Many hazelnut field owners and workers are reluctant to talk about conditions.
‘No one is making money’
Field owner Hilmi Uzunlar, Iskender and Mediha’s boss, said the days of families planning weddings and other significant financial outlays around the bounty of the hazelnut harvest are long gone.
He said years of falling prices due to growing competition and increasing vagaries of climate mean no one is making money.
“The sale of hazelnuts only covers the expenses for the workers, fertilizers, maintaining the trees,” Uzunlar said. “We do the harvest, then sell the nuts, and we only break even. After that, we go back to our other jobs to provide for our families.”
Earlier this month, Turkish President Recep Tayyip Erdogan stepped in at the last minute to announce an increase in the price that hazelnut producers will receive. His family roots are in the Black Sea Region, which is also a crucial electoral power base.
Uzunlar grudgingly welcomed the intervention, but said it will do little to change the economics of hazelnut cultivation.
“Under these conditions, it is too obvious that the hazelnut has no future,” he said.
Pressure on growers like Uzunlar is set to grow. Hazelnut buyers are seeking alternative producers to reduce their heavy dependence on Turkey.
In the past decade, the U.S. state of Oregon, using the latest technology, has doubled hazelnut production to 47,000 tons and is seeking to double output by 2025.
Turkey’s neighbor, Georgia, along with some European countries, is also expanding production.
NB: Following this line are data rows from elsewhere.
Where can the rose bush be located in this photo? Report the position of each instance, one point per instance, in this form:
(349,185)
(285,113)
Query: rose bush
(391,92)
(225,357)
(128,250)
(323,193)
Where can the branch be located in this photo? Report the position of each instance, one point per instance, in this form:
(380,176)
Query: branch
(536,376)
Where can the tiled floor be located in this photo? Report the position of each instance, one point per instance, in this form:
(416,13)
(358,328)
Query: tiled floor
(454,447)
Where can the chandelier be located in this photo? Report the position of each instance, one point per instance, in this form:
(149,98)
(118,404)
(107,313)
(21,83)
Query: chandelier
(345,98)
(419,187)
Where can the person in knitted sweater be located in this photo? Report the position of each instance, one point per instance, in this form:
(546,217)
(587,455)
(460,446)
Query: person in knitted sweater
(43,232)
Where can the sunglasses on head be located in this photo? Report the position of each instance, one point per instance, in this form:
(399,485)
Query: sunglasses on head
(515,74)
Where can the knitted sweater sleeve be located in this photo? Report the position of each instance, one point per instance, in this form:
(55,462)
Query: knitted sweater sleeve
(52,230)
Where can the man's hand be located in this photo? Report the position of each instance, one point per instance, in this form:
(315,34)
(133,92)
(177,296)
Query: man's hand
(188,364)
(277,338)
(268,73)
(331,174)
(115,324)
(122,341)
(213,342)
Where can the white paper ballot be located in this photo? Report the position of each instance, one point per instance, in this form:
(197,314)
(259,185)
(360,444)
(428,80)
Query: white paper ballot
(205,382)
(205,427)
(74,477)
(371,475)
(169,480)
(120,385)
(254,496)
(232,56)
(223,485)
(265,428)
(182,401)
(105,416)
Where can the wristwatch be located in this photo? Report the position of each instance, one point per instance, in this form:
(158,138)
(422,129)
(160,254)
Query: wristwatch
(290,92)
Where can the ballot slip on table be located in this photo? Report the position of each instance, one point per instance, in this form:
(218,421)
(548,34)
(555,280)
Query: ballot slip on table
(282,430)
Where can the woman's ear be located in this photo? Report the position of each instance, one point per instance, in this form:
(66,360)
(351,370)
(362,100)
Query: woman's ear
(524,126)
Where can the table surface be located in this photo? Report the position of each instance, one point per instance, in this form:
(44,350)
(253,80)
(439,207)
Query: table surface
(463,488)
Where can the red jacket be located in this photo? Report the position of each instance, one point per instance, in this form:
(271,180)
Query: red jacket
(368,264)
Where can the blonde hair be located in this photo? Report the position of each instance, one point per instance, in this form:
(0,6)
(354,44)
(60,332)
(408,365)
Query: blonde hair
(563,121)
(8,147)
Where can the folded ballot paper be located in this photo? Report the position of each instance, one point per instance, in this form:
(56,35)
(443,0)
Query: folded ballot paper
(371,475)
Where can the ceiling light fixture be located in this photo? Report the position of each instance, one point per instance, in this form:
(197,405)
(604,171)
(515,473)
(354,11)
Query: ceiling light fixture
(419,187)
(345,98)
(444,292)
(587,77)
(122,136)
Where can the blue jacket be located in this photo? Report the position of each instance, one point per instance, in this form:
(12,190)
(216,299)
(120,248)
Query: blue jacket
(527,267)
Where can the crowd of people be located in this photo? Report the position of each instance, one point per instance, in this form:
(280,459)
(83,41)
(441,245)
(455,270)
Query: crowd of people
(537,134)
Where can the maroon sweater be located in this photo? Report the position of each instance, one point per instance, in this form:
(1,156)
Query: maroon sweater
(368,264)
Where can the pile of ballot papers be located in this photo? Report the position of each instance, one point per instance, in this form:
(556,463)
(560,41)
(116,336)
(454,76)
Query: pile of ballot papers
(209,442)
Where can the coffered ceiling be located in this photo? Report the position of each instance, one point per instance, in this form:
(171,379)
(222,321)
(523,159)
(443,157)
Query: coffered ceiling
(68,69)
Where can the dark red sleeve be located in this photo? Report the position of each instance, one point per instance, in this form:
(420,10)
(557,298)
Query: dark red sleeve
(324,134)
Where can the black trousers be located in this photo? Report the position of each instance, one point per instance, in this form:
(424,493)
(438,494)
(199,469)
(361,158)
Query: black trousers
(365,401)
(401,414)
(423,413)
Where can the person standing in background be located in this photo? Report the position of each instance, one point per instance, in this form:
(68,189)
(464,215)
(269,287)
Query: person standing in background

But, Turkey still dwarfs its competitors in output.
Kadir Engin, head of the Ordu Industrialists and Businessmen Association, said Turkish nuts also are superior in quality to most of its competitors.
Engin is credited in persuading Erdogan to increase this year’s price. But he warns that the region will struggle to end the current economic hardships faced by hazelnut producers.
“We can’t get efficient productivity from the old fields because we can’t use modern agricultural production,” he said. “And this causes much higher costs, as the hazelnut is picked from the branches, not from the ground.”
Engin warned that little will change, with the trees densely planted and preventing mechanized harvesting.
“There is no modern technology in producing or harvesting hazelnuts from aged, old trees,” he said. “These hazelnuts you see are from trees the same age as me — 70, 80 years old. They should be renewed. The fields should be younger.”
Changing climatic patterns could also pose a threat. Days before the harvest, the region was deluged by rain that caused widespread flooding. A week later, much of the crop would be lost, an event that has happened in recent years.
Such threats to production, analysts warn, will probably expedite hazelnut buyers’ efforts to diversify dependency on Turkey’s Ordu province.
A life without hazelnuts
Iskender dreams of a life that does not depend on hazelnuts.
“If I get a normal job with a minimum wage, I won’t come back here next year. It would be enough for me to stay at my home, to be with my kids,” he said.
But for he and Mediha, weeks of toil remain. After harvesting the hazelnuts, they will move on to central Turkey for the potato season. Iskender said it will be some time before he sees his three young children again.